In what one political analyst has described as "vintage Mbeki", the president upped the stakes in the ongoing political fallout within the ANC and its alliance partners this week.
He publicly called for the formation of a Commission of Inquiry to probe allegations that he and other members of the ANC were involved in a conspiracy "targeted at marginalising or destroying" Zuma.
And while Mbeki does not refer to Zuma by name in the list of those who have made allegations of a political plot, the challenge to the alliance partners is as much to Zuma too to prove the theory he has spoken of in numerous speeches and interviews.
The Congress of SA Trade Unions, the SA Communist Party and the ANC Youth League - who have all publicly claimed the existence of a conspiracy - were by yesterday still unsure whether they would support such a commission.
And this was because, according to political analyst Aubrey Matshiqi, they were now in a corner. If they accept the commission they may not be able to prove their allegations, but if they refuse, they would look like they did not have proof to start with.
Mbeki's call, and the fact that he made it public via his weekly online column before it was discussed by the ANC and its partners, has further deepened what was already the biggest political crisis to hit the party in its 93-years of existence.
In the letter, which was initially submitted to ANC Secretary General Kgalema Motlanthe for discussion by the 10-aside alliance meeting on Wednesday, Mbeki quotes a number of statements made by Cosatu, the SACP and the ANC Youth League suggesting that Zuma's upcoming trial on charges of corruption was a political ploy to prevent the ANC deputy president from becoming the country's next president.

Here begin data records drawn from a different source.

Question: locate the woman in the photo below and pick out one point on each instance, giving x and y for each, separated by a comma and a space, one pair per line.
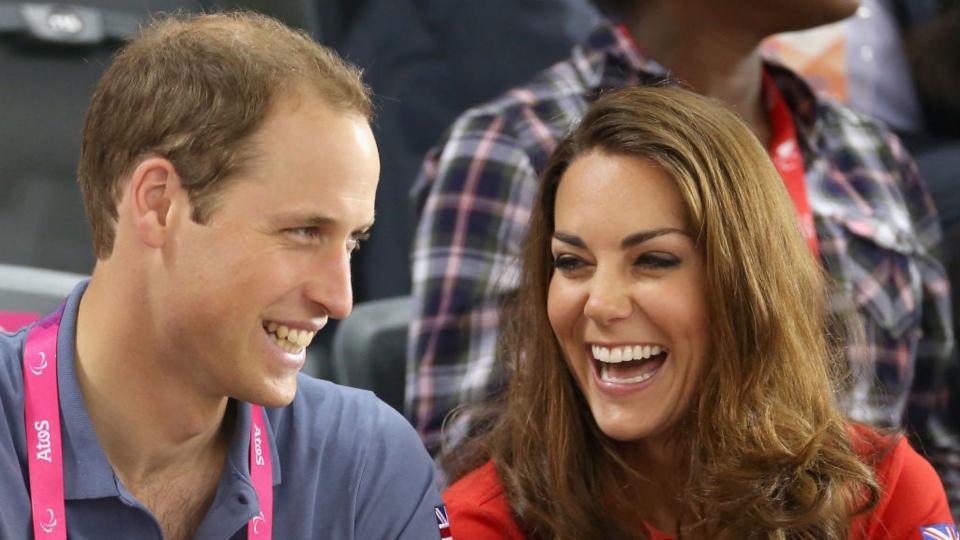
672, 364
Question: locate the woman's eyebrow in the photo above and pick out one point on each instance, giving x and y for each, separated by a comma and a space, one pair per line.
638, 238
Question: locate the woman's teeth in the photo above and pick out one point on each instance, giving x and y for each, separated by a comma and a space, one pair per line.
627, 353
628, 364
606, 376
289, 340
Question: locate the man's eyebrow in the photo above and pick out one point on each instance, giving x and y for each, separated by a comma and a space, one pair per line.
316, 220
364, 230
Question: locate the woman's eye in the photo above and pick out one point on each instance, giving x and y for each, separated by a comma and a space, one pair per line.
306, 233
567, 263
657, 261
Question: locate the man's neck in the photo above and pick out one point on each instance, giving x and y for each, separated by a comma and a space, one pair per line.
147, 418
716, 60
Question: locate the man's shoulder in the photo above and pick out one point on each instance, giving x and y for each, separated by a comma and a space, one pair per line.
346, 418
11, 352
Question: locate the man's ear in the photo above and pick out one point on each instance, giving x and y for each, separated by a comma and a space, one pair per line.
154, 189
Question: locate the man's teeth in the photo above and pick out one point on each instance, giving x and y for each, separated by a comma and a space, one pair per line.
625, 354
290, 340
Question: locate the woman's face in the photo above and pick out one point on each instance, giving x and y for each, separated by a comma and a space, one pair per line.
626, 300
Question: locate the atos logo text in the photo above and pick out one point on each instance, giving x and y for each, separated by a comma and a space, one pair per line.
44, 449
65, 22
257, 446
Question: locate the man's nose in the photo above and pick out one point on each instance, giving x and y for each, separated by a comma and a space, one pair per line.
330, 284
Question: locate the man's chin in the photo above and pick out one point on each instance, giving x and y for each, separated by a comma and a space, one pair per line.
275, 395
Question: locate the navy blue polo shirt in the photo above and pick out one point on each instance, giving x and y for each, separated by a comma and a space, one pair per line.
345, 464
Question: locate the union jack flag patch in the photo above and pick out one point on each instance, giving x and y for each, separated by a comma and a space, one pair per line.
944, 531
443, 522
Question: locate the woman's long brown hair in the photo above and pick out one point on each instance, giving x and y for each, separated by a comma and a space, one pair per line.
768, 453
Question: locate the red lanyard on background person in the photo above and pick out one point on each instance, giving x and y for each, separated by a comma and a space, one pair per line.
785, 153
44, 444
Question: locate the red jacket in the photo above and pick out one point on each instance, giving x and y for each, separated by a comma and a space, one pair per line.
912, 502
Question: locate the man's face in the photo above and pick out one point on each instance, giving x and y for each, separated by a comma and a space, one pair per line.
244, 293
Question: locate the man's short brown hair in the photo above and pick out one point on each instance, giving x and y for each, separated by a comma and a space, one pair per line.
193, 89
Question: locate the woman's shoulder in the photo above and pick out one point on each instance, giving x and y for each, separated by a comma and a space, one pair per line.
478, 507
912, 499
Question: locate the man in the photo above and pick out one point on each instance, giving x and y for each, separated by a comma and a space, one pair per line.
228, 171
866, 214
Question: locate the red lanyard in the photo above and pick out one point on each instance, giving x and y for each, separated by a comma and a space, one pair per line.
786, 156
42, 420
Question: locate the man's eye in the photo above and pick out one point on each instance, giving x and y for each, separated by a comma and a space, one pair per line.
353, 244
567, 263
307, 233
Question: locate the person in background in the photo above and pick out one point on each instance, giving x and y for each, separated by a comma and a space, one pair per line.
228, 171
672, 364
427, 61
863, 208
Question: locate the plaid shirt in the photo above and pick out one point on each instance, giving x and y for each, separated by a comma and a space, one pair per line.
876, 225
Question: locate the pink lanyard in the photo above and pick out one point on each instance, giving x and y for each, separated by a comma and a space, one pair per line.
42, 421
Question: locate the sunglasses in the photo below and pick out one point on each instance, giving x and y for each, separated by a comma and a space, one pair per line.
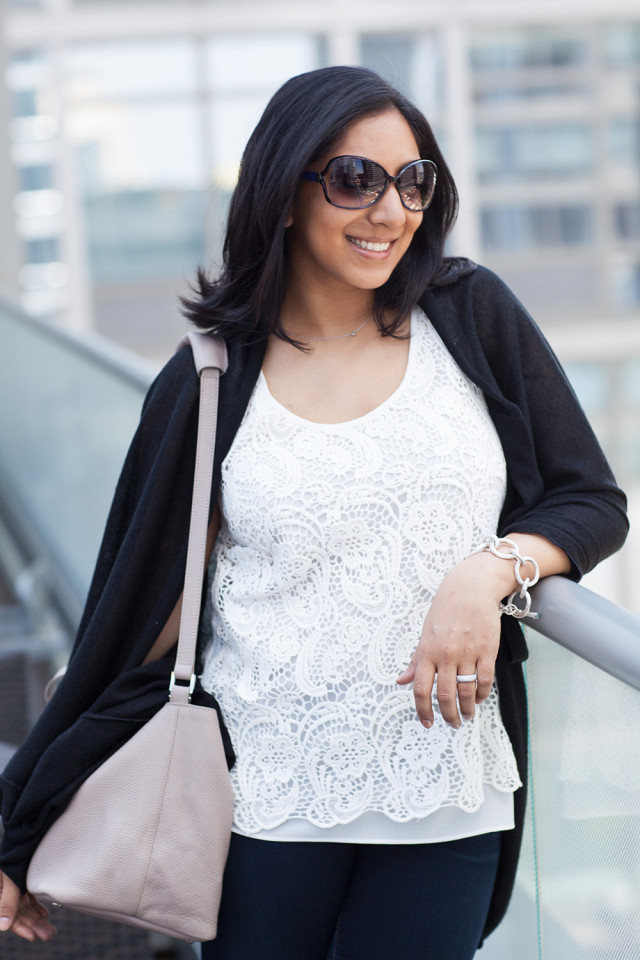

Zuma himself, in recent weeks, has made a number of remarks that suggest that a plot exist.
But now Mbeki wants all of them to present their evidence before a commission.
"I am informed that some within our broad movement, who believe that deputy president Zuma is a victim of a counter-revolutionary, capitalist and neo-liberal offensive, are convinced that as president of the ANC and the republic, I occupy the leading position in the political onslaught against the deputy president," Mbeki said.

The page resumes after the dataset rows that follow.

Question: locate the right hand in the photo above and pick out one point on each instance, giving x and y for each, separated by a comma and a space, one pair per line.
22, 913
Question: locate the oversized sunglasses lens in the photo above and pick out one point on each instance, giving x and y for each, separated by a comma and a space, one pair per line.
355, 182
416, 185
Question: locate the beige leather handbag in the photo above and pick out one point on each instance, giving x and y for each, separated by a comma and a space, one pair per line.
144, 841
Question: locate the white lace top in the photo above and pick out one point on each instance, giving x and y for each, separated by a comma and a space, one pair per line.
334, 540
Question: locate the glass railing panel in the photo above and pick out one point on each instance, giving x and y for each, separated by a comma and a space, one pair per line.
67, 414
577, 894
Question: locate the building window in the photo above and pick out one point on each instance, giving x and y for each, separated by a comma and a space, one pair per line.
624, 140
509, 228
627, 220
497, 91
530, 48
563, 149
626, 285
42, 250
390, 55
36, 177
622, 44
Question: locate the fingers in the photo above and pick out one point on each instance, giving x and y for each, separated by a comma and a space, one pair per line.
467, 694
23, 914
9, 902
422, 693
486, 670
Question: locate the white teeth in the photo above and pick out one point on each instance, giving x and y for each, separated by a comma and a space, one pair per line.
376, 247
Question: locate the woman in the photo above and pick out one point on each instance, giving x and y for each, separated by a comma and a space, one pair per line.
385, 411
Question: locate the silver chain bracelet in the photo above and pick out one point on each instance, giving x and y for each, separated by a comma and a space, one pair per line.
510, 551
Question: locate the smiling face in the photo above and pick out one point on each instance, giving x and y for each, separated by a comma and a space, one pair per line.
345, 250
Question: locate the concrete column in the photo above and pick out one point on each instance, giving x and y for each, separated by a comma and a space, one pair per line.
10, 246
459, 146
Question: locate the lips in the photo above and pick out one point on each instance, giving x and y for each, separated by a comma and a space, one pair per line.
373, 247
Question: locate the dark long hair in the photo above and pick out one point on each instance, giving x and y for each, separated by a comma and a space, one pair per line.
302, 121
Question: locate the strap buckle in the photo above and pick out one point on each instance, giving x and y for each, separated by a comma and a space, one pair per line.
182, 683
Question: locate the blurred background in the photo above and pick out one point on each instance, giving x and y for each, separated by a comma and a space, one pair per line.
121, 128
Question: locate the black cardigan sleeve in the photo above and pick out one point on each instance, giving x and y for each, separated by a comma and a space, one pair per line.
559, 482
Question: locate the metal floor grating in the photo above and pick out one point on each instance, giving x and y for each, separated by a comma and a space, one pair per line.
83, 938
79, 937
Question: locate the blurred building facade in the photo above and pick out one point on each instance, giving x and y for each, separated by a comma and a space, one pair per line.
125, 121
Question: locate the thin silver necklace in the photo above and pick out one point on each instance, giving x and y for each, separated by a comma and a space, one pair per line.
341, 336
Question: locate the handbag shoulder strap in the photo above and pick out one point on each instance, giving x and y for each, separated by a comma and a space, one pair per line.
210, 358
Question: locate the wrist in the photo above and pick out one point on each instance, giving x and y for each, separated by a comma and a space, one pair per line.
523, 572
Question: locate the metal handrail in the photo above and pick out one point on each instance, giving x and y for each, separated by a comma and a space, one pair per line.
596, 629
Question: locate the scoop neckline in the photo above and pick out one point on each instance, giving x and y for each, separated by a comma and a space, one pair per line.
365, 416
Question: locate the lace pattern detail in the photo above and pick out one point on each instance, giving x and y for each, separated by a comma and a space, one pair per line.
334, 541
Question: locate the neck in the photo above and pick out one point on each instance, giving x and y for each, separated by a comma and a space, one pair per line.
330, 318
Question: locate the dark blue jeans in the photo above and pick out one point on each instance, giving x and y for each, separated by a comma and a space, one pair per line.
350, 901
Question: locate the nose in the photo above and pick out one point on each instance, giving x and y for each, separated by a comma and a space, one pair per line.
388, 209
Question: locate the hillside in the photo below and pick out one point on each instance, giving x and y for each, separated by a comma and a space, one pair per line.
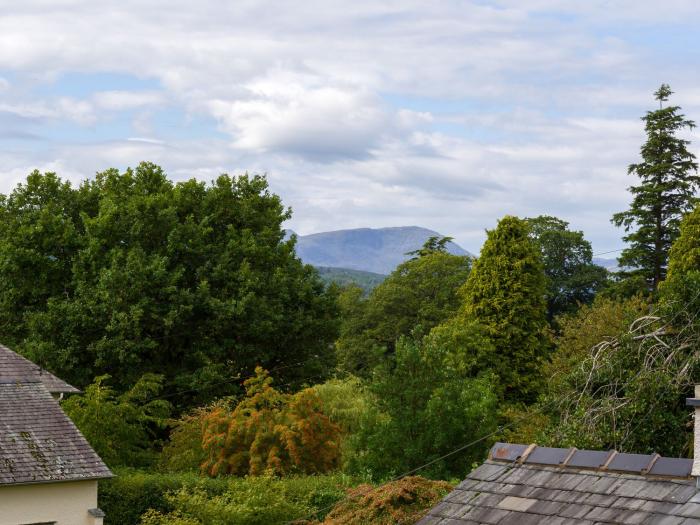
344, 276
373, 250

A number of ANC alliance members yesterday said they were still "shocked" and warned that Mbeki's "angry" response to the Zuma debacle could plunge the alliance into further divisions.
But others say it was about time Mbeki took a firm stand as these allegations of a conspiracy against Zuma were now threatening the unity of the ANC and "intefering with" the functioning of government.

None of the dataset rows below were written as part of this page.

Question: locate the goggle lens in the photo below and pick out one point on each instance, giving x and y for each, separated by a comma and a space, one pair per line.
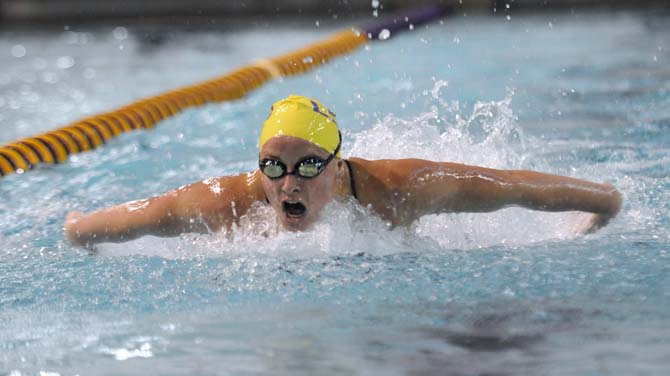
308, 168
273, 170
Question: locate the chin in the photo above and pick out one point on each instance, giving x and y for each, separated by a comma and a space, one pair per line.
293, 224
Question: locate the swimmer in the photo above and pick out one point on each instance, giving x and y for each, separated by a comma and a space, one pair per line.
300, 170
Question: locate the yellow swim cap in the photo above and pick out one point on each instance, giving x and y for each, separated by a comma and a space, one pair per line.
304, 118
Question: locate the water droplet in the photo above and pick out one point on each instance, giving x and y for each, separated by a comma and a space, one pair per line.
384, 34
65, 62
120, 33
18, 51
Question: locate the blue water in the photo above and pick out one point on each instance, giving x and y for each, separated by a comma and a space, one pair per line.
508, 293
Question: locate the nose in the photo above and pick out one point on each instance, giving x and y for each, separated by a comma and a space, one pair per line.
290, 184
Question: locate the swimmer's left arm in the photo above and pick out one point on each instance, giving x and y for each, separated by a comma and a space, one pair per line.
432, 187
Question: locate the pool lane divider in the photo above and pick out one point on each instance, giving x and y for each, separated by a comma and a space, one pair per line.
92, 132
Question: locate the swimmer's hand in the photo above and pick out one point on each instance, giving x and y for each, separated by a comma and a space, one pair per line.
594, 221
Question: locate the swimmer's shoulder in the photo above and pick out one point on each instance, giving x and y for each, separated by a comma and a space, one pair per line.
243, 187
222, 200
392, 173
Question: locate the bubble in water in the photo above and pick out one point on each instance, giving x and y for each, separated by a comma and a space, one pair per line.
18, 51
65, 62
384, 34
120, 33
89, 73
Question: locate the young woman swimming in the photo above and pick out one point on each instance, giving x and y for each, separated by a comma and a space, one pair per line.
301, 170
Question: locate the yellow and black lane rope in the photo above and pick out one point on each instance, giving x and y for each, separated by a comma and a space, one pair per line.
89, 133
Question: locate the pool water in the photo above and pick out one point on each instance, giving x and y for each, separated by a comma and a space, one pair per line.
507, 293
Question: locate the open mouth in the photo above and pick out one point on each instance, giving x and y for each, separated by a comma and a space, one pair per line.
294, 209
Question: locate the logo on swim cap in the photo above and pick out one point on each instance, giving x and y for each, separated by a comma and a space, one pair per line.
303, 118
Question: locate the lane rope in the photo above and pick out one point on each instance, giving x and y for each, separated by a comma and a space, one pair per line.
55, 146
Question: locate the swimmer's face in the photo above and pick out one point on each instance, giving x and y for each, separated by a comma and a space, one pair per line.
297, 201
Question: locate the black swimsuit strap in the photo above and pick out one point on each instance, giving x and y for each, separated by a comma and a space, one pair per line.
351, 179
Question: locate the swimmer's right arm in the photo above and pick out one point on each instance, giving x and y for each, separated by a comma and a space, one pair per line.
200, 207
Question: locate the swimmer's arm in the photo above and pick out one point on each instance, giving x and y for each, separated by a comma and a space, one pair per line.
200, 207
449, 187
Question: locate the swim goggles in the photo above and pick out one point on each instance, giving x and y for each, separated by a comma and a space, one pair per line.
307, 168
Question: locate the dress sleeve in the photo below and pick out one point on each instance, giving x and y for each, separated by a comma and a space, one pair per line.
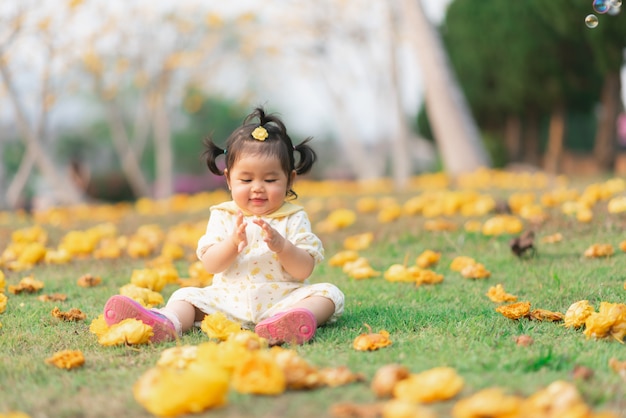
300, 234
218, 229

"It is precisely because of these irresponsible utterances by the likes of Cosatu that you see people booing the country's deputy president (Phumzile Mlambo-Ngcuka). This thing is unheard of in the congress tradition. The president is giving them the opportunity to present the country with evidence," said an NEC member.
South African National Civic Organisation president Mlungisi Hlongwane said the commission was necessary because: "There have been deep seated differences which were amounting to a crisis in the alliance based on the conspiracy theory that the president personally and some other individuals are involved in charecter assassination of JZ."
"We cannot allow the public to harbour suspicision which in itself could destroy the credibility and authority of someone such as the president. We therefore have to subject the suspicions to an independent authority. We need to put the matter to rest through a credible source."